By Ruth Penner and Marilyn Funk

WINNIPEG, Man.—“Mom, you’re the only one I know who likes having church on Zoom!” This comment, made by an adult son to his mother, was shared after a recent Aberdeen prayer meeting on Zoom and started a discussion about our experience of church by Zoom.

As the discussion continued, another parent was heard to have commented, “My children are much more engaged in the service on Zoom.” A senior whose eyesight is diminishing said, “This is the first time I have really seen the newer faces in the congregation.”

Many reported feeling more connected—perhaps because we are looking at each other’s faces instead of at the backs of heads of those seated in front of us? We are also thrilled that in a Zoom service this connection extends to members of our Aberdeen community from North Carolina, Minnesota, Ontario and Mexico.

When meeting in person, the coffee time after the service was always valued highly, as it gave us a chance to connect with one another. Now, at the end of the Zoom service, we invite all who wish to stay online for a virtual “coffee time.” On Zoom we all hear what each other shares rather than connecting with only a few people, as would happen during in-person services.

Some aspects of worshipping together in person are not replicated as well on Zoom.

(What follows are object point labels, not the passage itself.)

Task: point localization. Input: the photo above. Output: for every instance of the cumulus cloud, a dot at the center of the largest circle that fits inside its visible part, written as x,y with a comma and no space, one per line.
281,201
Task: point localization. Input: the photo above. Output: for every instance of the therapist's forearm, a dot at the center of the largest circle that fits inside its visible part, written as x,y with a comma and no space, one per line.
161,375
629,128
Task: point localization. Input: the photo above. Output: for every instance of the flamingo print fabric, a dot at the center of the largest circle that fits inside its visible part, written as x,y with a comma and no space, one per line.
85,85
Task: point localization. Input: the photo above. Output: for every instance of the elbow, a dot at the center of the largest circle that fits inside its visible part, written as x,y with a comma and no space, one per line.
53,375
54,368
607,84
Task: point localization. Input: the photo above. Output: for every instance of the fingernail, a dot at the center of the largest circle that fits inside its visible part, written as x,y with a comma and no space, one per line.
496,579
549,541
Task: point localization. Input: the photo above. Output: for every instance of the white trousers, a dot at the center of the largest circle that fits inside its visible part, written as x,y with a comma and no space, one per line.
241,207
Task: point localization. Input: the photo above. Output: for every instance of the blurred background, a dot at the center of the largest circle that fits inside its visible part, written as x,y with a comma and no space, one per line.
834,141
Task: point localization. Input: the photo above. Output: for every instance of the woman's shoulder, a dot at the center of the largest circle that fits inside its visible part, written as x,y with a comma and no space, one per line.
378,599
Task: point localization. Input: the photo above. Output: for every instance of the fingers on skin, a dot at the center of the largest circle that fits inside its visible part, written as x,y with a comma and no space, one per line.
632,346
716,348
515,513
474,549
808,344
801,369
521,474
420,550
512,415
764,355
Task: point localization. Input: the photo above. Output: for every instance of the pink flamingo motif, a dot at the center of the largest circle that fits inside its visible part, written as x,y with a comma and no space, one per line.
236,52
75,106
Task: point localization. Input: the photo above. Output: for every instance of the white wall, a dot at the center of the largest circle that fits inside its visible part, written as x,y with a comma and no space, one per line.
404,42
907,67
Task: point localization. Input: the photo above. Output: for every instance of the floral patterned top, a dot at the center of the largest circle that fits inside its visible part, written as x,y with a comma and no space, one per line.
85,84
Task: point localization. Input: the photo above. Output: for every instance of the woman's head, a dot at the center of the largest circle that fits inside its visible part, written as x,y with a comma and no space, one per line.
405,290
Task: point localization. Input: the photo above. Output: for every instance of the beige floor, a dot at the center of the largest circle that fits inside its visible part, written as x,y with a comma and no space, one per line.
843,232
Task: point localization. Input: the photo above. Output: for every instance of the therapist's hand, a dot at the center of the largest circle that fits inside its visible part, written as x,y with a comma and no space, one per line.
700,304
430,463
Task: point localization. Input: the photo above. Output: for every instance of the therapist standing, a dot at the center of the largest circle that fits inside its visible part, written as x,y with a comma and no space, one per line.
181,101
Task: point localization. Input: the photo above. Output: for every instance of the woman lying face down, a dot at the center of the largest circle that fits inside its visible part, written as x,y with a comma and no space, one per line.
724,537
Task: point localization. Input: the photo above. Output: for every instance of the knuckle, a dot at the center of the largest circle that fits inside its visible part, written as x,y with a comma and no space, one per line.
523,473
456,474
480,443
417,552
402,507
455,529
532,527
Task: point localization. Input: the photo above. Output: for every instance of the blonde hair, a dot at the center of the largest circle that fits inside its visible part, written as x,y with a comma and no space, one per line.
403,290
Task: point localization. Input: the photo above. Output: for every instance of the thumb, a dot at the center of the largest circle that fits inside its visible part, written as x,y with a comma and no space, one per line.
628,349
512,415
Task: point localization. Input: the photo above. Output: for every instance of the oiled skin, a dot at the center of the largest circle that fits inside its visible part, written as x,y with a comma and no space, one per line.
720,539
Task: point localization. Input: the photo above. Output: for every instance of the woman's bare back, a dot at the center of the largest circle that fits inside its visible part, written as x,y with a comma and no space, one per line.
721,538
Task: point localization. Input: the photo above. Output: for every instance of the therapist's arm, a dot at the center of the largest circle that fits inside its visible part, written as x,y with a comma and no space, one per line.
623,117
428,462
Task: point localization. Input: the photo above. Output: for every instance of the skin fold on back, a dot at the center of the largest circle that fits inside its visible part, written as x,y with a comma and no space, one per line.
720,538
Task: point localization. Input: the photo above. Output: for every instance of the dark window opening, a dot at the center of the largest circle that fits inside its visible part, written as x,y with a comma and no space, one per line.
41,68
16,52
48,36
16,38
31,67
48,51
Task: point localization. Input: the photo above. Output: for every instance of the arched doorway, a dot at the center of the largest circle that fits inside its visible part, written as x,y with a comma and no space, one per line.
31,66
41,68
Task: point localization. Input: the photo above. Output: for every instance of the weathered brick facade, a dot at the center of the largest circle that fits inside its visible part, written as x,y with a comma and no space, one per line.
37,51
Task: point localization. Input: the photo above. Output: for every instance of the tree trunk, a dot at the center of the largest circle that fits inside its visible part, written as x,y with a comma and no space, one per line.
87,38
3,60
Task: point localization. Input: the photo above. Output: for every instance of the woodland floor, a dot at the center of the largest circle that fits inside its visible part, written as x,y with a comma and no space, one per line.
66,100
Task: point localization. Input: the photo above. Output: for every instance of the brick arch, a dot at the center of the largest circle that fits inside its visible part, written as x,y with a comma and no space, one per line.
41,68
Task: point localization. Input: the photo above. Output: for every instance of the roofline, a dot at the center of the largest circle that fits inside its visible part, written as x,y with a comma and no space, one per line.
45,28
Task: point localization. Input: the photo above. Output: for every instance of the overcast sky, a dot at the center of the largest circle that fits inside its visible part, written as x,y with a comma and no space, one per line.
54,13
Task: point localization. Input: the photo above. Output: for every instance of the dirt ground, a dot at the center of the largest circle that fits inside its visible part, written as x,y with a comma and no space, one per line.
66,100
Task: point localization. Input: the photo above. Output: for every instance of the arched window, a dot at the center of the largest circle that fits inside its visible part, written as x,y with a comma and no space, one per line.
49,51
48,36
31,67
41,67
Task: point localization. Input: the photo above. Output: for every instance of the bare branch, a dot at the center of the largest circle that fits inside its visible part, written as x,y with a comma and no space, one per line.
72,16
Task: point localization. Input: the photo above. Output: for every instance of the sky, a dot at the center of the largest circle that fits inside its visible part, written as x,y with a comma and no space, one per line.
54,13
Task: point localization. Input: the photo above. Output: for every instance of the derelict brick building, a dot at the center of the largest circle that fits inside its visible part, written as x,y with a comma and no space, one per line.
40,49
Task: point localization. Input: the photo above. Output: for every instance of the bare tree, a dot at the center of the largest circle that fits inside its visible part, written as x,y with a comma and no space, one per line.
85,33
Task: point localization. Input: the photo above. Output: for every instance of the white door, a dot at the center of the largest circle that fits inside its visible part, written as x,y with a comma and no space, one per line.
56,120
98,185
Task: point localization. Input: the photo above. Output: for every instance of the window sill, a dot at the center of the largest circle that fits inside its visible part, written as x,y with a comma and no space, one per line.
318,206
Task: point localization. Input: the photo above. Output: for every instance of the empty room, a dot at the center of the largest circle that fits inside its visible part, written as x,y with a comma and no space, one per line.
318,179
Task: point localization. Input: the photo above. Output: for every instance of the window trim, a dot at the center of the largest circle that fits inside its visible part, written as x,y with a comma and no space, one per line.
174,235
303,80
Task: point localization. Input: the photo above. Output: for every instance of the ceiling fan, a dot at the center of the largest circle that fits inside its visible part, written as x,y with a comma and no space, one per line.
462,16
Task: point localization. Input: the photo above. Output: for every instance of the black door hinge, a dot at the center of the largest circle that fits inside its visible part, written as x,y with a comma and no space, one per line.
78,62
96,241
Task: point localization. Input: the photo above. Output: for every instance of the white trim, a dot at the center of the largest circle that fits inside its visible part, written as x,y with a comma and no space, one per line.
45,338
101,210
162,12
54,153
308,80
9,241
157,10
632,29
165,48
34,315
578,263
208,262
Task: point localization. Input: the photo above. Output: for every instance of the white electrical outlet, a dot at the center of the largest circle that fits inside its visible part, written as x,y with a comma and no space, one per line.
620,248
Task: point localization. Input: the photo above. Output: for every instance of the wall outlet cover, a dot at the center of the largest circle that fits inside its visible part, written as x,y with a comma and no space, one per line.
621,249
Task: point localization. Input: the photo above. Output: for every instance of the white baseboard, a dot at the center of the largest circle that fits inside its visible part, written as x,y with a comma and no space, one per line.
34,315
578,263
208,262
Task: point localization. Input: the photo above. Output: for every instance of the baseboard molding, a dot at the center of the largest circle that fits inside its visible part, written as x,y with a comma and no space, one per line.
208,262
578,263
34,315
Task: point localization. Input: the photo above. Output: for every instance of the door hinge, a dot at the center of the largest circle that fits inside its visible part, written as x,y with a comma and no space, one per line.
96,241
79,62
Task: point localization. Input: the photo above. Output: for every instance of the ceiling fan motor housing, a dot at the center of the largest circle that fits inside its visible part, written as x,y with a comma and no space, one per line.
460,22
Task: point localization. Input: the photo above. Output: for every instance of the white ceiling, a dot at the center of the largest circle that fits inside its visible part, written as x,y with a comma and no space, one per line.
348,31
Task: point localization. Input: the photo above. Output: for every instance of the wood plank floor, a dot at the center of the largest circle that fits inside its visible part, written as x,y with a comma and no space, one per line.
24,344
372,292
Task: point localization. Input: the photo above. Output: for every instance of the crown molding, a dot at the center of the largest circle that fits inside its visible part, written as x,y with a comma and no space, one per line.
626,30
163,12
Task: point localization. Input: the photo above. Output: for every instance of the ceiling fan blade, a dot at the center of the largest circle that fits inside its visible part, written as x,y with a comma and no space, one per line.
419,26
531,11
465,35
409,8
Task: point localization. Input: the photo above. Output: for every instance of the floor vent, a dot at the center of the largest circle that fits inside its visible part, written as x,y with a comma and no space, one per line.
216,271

Singing is one of those things, but we have learned how to enhance it. For instance, for congregational singing, the words are shared on the screen. While we hear the musician(s) and song leader, the rest of us listen or sing along while on mute, as technology can’t correct the difference in timing if we all sing at the same time unmuted.

While most of us really enjoy worshipping by Zoom, it is only fair to acknowledge that for a few congregants who spend much of their work time on Zoom meetings or who are less comfortable with technology, the experience may not be as consistently positive.
In reflecting on why worship over Zoom has been such a positive experience for Aberdeen, it seems that being a small congregation is what makes it possible for it to work so well. With about 20 to 24 households on the screen on any Sunday, we see each other’s faces up close as we sing, share, listen to the children’s story and sermon, and more.

It seems many of us are a little reluctant to begin meeting in person. Some are hesitant due to the COVID-19 risks, some are reluctant to make the effort to get out and drive again, while others enjoy the intimacy we have developed as a church community through worshipping virtually.

We are looking forward to the time we can be together in person again. However, worshipping in a different way has brought much richness to us. We are grateful!